I despise lists and their cynical use as a means of soliciting page views; hence this piece is divided amongst three pages for your convenience. Like you I’d rather let a relative of Hitler tarmac me in a room full of my nearest and dearest than endure some two penny online hack’s 10 favourite uses of the colour green in film, or the best 50 uses of the word “bottom” this year, so those lists will wait until January. Movies aren’t designed to be cut up and quantified this way; it’s anathema to the stuff that matters, namely whether the bloody things were any good; whether they moved you, bored you, made you angry or stirred your dormant loins. This is what matters, not stripping out the incidental to fill space on the Internet.

So to be clear that’s not what this is, right?

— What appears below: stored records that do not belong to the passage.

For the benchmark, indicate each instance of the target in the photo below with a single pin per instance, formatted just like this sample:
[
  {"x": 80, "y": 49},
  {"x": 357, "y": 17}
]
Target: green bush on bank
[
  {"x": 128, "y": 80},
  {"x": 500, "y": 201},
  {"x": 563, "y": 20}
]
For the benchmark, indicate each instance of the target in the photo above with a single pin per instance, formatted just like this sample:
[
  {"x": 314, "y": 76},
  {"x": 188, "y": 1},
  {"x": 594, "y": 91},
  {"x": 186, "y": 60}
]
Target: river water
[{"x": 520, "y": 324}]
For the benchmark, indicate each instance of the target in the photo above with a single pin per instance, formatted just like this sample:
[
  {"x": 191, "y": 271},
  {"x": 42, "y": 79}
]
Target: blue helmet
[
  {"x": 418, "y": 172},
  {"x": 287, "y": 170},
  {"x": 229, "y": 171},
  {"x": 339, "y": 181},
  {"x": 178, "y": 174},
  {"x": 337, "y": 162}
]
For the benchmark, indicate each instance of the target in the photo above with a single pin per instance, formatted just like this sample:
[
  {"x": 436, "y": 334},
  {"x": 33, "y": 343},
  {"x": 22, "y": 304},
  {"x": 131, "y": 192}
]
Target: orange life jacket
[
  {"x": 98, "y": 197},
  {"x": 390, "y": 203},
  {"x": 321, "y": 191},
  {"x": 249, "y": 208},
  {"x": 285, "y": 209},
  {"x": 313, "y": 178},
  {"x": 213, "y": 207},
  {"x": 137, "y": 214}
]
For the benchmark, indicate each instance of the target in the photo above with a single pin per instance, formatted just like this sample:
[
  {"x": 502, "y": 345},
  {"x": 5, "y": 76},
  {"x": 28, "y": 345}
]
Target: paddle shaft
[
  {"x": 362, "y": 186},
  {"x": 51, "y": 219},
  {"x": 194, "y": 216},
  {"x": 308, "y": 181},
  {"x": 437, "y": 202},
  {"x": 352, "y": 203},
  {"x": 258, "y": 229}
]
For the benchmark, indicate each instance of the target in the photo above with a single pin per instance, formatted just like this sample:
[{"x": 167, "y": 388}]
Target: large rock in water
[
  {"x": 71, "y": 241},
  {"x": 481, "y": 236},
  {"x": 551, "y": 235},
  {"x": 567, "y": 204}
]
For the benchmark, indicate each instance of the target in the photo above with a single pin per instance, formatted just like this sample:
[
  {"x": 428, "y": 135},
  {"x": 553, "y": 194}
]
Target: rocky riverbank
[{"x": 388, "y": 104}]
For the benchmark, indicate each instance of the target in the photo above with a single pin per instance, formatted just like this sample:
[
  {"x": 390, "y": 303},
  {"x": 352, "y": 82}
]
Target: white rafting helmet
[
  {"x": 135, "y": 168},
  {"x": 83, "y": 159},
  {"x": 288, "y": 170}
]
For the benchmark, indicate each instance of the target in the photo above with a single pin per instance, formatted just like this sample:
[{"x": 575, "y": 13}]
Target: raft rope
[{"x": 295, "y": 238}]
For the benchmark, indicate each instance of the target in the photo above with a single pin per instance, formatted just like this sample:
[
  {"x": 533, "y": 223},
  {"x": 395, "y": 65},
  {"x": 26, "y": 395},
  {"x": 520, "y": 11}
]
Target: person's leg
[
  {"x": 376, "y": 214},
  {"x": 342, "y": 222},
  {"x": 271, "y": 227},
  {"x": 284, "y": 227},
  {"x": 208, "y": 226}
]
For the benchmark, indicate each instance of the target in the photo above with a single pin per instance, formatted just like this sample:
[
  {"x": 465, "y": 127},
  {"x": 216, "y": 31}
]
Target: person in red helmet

Once a year, only once, I give you a list you can believe in, namely which of the year’s films were worth the extraordinary amount of time, energy and money that went into their creation, and which releases were so crude, ill-conceived and thought so little of their target audience that their very existence stands as an insult to human achievement and creativity. As ever that crucial distinction will be bookended by an overview of the last 12 months and the 2nd annual Whitfield awards, celebrating achievement in the motion picture sciences in a way not recognised nor endorsed by the American Academy of Motion Pictures, Arts and Sciences, The British Film Institute, or any other so-called arbiter of taste and culture.

You’ll find the best and worst of the year waiting nervously for your patronage on page 2, while page 3, this year sans bare breasts thanks to the efforts of campaigners crusading to rid film critic’s websites of unnecessary female nudity, is devoted to this year’s Whitfields.

Let’s crack on, shall we?

The Year in Review

So what kind of year was 2013 as far as cinema was concerned? Well if you exclude the avant-garde, France, Germany, Italy, Sweden, Bollywood, South Korea, China and Russia, it was pretty much business as usual. Anglo-American effluent dominated the international box office, though of course this was product with most of its cultural distinctiveness sanded down to guarantee success in the key markets.

Iron Man 3 included scenes shot specially for Chinese audiences to make an extra few thousand dollars, while the likes of A Good Day to Die Hard, Fast and Furious 6, Thor: The Dark World and Pacific Rim, took us on a tour of all the countries important to Hollywood accountants without investing the actual movies with any of the colour, character or intrigue of those nations. No matter where in the world you went it seemed, you were doomed to be menaced by a bland, tick-box international cast of characters, plot holes, errors in geography and villains you’d forgotten long before the journey home ended.

2013 was predictably another bad year for women. No matter what the ladies tried it seemed they couldn’t get a firm foothold in the stories written by their bepenised colleagues. Natalie Portman was ornamental in the Thor sequel, Rosamund Pike filled space in The World’s End, while Diana took the world’s most bankable actress, Naomi Watts, and gave her lines like “you brought me to this godforsaken park!” The Impossible cast her as a mother trying to survive the 2004 Boxing Day tsunami, yet despite the unpromising non-titillating subject matter, managed to crowbar in a shot of her tits. Gemma Arterton had to resort to painting herself orange to stand out in Runner Runner, while poor Alice Eve was told to stand in her underwear and look sultry in Star Trek Into Darkness, suggesting that Hollywood execs still inextricably link Trekkies with spontaneous acts of masturbation.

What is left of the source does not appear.